Verdict 1. Orbea 2.Trek
Attention, si le Rallon gagne, ce n’est que d’une courte tête. Ces vélos sont exceptionnels. Et s’ils étaient notés sur 20, ils décrocheraient 19 et 18, autant dire carton plein ! Mais sur ce marché (très) haut de gamme, nous avons pris en compte l’énorme potentiel du Rallon pour la compétition, avec des suspensions réellement évolutives (pour les plus techniciens des pilotes, qui n’auront qu’à adapter le pneu arrière au terrain pour que leur bike joue la gagne). En revanche, il nécessitera une bonne maîtrise des réglages de suspensions, ou un apprentissage intensif afin de les exploiter au summum de leurs capacités.
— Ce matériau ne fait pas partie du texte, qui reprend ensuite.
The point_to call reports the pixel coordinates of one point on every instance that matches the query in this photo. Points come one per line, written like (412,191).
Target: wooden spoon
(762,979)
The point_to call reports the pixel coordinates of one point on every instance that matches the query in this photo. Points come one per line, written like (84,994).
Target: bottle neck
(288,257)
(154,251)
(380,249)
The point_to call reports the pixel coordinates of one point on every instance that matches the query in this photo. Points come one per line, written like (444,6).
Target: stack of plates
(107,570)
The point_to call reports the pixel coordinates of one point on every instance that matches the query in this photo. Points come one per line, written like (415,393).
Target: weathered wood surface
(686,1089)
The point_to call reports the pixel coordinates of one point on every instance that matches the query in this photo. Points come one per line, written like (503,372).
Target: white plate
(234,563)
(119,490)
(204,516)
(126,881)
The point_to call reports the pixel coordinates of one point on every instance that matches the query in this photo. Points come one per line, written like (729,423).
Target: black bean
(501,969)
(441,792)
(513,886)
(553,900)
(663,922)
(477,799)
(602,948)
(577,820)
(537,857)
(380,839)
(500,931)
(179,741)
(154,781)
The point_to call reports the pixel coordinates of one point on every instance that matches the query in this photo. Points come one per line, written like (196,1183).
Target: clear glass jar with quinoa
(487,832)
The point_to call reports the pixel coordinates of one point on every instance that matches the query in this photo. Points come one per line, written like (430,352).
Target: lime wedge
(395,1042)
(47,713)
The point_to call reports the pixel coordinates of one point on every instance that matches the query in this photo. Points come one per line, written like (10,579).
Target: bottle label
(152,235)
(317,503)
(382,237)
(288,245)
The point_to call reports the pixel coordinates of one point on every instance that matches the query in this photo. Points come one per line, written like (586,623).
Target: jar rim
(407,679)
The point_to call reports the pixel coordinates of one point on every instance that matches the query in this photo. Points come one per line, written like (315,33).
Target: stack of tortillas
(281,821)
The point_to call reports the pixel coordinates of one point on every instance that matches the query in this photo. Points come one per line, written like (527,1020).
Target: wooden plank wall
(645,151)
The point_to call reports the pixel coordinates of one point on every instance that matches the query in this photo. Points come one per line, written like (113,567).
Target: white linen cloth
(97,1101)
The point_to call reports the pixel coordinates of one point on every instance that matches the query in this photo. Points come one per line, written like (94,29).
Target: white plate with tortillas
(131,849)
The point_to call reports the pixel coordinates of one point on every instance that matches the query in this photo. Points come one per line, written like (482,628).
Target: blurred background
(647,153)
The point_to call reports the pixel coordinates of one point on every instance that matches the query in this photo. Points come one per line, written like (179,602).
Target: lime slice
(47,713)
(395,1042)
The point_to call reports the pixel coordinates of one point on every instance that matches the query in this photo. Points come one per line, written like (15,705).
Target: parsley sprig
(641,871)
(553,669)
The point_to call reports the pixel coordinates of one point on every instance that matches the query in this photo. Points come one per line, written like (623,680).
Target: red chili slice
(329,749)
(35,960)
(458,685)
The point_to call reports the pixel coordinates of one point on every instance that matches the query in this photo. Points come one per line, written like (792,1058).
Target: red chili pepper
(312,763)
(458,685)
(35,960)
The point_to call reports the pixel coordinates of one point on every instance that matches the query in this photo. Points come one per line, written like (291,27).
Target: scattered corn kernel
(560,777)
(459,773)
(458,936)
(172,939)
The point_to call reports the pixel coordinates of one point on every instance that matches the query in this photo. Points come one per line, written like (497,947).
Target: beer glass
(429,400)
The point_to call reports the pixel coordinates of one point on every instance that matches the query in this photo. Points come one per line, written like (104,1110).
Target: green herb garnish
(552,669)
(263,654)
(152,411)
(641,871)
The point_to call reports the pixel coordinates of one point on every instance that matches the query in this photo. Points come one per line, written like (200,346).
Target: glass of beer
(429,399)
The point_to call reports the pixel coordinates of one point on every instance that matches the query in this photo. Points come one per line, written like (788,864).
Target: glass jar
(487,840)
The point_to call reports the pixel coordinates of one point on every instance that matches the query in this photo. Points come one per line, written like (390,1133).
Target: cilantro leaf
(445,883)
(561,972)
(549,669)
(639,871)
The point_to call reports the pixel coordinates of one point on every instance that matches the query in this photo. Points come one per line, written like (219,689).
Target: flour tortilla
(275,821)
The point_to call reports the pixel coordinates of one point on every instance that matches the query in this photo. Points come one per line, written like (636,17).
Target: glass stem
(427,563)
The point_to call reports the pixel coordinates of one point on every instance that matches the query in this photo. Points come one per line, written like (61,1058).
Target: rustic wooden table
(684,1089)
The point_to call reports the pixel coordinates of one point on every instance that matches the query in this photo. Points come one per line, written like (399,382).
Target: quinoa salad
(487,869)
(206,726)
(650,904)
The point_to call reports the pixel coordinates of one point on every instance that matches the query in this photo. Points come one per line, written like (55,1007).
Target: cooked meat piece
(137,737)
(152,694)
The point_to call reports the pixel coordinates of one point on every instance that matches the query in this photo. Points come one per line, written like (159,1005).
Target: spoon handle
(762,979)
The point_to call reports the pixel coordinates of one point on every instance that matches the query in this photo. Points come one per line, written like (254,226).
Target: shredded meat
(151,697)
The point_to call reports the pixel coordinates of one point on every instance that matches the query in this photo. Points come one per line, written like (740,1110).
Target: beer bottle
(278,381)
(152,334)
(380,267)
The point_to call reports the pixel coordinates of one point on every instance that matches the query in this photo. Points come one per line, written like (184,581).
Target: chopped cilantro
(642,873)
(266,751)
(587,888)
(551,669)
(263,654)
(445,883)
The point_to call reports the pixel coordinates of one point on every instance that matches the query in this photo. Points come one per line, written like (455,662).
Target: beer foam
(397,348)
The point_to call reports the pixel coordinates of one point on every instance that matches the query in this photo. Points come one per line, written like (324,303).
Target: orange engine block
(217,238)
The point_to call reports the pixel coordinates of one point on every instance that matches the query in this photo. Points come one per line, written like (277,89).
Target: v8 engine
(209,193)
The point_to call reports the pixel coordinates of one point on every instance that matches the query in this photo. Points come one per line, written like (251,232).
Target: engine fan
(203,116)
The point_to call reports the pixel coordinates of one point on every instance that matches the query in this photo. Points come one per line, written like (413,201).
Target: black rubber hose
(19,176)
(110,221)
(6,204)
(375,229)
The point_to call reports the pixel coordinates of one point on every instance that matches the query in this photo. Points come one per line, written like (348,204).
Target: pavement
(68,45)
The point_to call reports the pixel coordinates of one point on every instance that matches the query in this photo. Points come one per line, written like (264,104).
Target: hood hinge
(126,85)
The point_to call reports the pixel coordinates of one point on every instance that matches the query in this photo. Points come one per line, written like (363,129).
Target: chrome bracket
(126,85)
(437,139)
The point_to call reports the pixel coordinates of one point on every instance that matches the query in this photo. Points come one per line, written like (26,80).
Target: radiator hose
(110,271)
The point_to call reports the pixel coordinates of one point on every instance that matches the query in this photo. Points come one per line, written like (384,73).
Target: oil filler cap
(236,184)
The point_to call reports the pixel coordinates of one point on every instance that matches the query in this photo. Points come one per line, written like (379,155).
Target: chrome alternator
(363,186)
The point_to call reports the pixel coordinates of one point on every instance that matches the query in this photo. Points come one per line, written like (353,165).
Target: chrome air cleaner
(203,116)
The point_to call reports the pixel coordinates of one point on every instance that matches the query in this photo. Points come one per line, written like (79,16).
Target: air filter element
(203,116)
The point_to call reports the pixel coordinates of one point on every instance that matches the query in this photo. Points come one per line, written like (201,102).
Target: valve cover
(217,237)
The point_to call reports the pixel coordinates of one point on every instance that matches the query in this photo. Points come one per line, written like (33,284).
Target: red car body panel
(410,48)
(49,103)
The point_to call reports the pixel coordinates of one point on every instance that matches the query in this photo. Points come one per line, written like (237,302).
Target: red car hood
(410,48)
À côté, le Trek s’avère donc nettement plus abordable, ce qui en fait un vélo un peu plus facile à prendre en main, sans risque d’embrouille dans les réglages. Un peu plus confortable et polyvalent, il conviendra alors parfaitement aux riders cherchant le plaisir au guidon sans guetter forcément la performance ultime. Mais à 5 000 euros le morceau, nous avons privilégié la performance ultime des vélos, même si les futurs – et heureux – acquéreurs n’iront pas forcément se mesurer au chrono en coupe de France d’enduro.
Un Rallon parfaitement en ligne pour chercher la victoire et un Slash aérien dans l’éclate, des photos qui résument bien le comportement de chacun de ces vélos, mais attention, l’un comme l’autre sont de véritables armes sur les pistes!